Our youthful dreams of grandeur were mostly our own.  We were not wrong to dream them, but in the face of real life and God’s greater plan, they didn’t mean or amount to all that much.  And cynicism comes easy when you merely compare the youthful dream with the stark reality.  Most of our dreams are lost and forgotten in time.  Most of our goals remain unfulfilled.  Few succeed in achieving what was dreamed about in youth.

Wisdom, however, helps us understand that whatever visions and plans we may have once had, ultimately, all of us make daily decisions that bring us step by step to the threshold of today.  This is the wisdom of personal responsibility.  The wise will not blame others for what might have been but somehow never was.  No matter how awful or difficult the path became, we all had choices about the way we would live our lives.

Wisdom also affirms that life is more than choices.  This is our Father’s world, and our decisions are always coupled with His sovereign—and sometimes incomprehensible—purposes and plans.  True wisdom surrenders to the ways of a God who is wholly worthy of our trust.  We may have wanted more for ourselves when God wanted less.  The opposite is also true.  Many well-known believers never sought fame, fortune, or “scope” in their service of the Lord.  God simply chose to elevate and multiply what they were humbly doing for His own purposes and glory.  They were faithful, of course, but He was the Master Planner, opening doors for a broader base of impact.
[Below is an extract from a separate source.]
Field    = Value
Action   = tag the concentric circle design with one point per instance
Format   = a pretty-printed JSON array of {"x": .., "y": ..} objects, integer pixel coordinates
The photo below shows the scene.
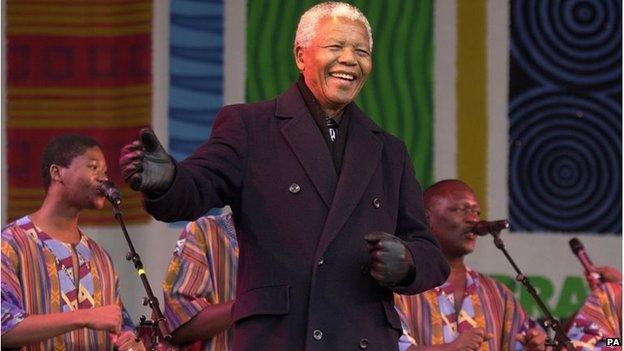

Wisdom understands this and gives God all the glory.  Our calling, then, is not to fulfill our wildest dreams or achieve our highest goals, noble though they be.  There’s nothing wrong with wanting to be more, of course, but just like John the Baptist, sometimes God calls us to be less (John 3:30).  The cynic lives in bitterness and regret over all that might have been.  The sage knows that sometimes less is more in the long-range economy of an omniscient and omnipotent God.  In this we can be content, giving Him our sincerest thanks and most joyous praise.